Ecol Appl. 2011 Jun;21(4):1352-64. doi: 10.1890/09-1887.1.
Reliable assessment of fish origin is of critical importance for exploited species, since nursery areas must be identified and protected to maintain recruitment to the adult stock. During the last two decades, otolith chemical signatures (or "fingerprints") have been increasingly used as tools to discriminate between coastal habitats. However, correct assessment of fish origin from otolith fingerprints depends on various environmental and methodological parameters, including the choice of the statistical method used to assign fish to unknown origin. Among the available methods of classification, Linear Discriminant Analysis (LDA) is the most frequently used, although it assumes data are multivariate normal with homogeneous within-group dispersions, conditions that are not always met by otolith chemical data, even after transformation. Other less constrained classification methods are available, but there is a current lack of comparative analysis in applications to otolith microchemistry. Here, we assessed stock identification accuracy for four classification methods (LDA, Quadratic Discriminant Analysis [QDA], Random Forests [RF], and Artificial Neural Networks [ANN]), through the use of three distinct data sets. In each case, all possible combinations of chemical elements were examined to identify the elements to be used for optimal accuracy in fish assignment to their actual origin. Our study shows that accuracy differs according to the model and the number of elements considered. Best combinations did not include all the elements measured, and it was not possible to define an ad hoc multielement combination for accurate site discrimination. Among all the models tested, RF and ANN performed best, especially for complex data sets (e.g., with numerous fish species and/or chemical elements involved).

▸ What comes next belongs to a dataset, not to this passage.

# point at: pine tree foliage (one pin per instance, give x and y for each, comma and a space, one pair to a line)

However, for these data, RF was less time-consuming and more interpretable than ANN, and far more efficient and less demanding in terms of assumptions than LDA or QDA. Therefore, when LDA and QDA assumptions cannot be reached, the use of machine learning methods, such as RF, should be preferred for stock assessment and nursery identification based on otolith microchemistry, especially when data set include multispecific otolith signatures and/or many chemical elements.

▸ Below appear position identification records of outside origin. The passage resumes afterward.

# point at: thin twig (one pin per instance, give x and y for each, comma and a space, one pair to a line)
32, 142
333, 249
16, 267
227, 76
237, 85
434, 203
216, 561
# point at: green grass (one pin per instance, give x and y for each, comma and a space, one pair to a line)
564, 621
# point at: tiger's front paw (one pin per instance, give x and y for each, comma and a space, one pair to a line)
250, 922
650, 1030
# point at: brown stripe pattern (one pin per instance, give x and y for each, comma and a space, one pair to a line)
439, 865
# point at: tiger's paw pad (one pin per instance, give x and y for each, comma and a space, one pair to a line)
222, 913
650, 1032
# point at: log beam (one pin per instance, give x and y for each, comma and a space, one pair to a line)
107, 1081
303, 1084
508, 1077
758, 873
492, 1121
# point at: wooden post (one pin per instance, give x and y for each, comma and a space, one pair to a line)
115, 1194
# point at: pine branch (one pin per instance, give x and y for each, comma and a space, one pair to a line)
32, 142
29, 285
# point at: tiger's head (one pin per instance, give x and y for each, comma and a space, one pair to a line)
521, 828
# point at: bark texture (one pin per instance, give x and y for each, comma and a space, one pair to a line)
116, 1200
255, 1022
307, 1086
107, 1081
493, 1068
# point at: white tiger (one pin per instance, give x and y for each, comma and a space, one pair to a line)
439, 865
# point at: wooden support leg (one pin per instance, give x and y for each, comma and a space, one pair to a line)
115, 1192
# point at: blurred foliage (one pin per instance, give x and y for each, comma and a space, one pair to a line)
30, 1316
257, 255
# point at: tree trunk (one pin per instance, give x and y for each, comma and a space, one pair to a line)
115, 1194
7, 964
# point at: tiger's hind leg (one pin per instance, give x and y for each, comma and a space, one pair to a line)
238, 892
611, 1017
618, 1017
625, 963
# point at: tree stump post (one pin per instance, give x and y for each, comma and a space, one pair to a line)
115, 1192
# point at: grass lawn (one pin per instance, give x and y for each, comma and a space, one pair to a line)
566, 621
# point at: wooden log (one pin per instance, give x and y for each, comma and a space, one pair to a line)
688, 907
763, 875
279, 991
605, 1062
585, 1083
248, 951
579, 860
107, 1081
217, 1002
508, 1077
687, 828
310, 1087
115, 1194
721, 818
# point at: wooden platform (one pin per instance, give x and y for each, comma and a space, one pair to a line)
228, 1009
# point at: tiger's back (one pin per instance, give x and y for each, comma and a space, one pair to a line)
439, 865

可靠的鱼类起源评估对于捕捞物种至关重要,因为必须确定和保护育苗区,以维持对成年种群的补充。在过去的二十年中,耳石化学特征(或“指纹”)已越来越多地被用作区分沿海生境的工具。然而,正确评估耳石指纹中的鱼类起源取决于各种环境和方法参数,包括用于将鱼类分配到未知来源的统计方法的选择。在可用的分类方法中,线性判别分析(LDA)是最常用的方法,尽管它假设数据是多元正态的,并且组内分散是同质的,但是即使在经过转换之后,耳石化学数据也并非总是满足这些条件。还有其他限制较少的分类方法,但目前在应用于耳石微化学时缺乏比较分析。在这里,我们通过使用三个不同的数据集,评估了四种分类方法(LDA、二次判别分析[QDA]、随机森林[RF]和人工神经网络[ANN])的种群识别准确性。在每种情况下,都检查了化学元素的所有可能组合,以确定用于将鱼类最佳分配到实际起源的元素,从而获得最佳准确性。我们的研究表明,准确性因模型和考虑的元素数量而异。最佳组合不包括所有测量的元素,并且不可能为准确的站点区分定义特定的多元素组合。在所测试的所有模型中,RF 和 ANN 的性能最佳,尤其是对于复杂数据集(例如,涉及许多鱼类物种和/或化学元素)。但是,对于这些数据,RF 比 ANN 更耗时、更具可解释性,并且在假设方面比 LDA 或 QDA 更高效、更不苛刻。因此,当无法满足 LDA 和 QDA 的假设时,应优先使用机器学习方法(例如 RF)进行基于耳石微化学的种群评估和育苗识别,特别是当数据集包含多物种耳石特征和/或许多化学元素时。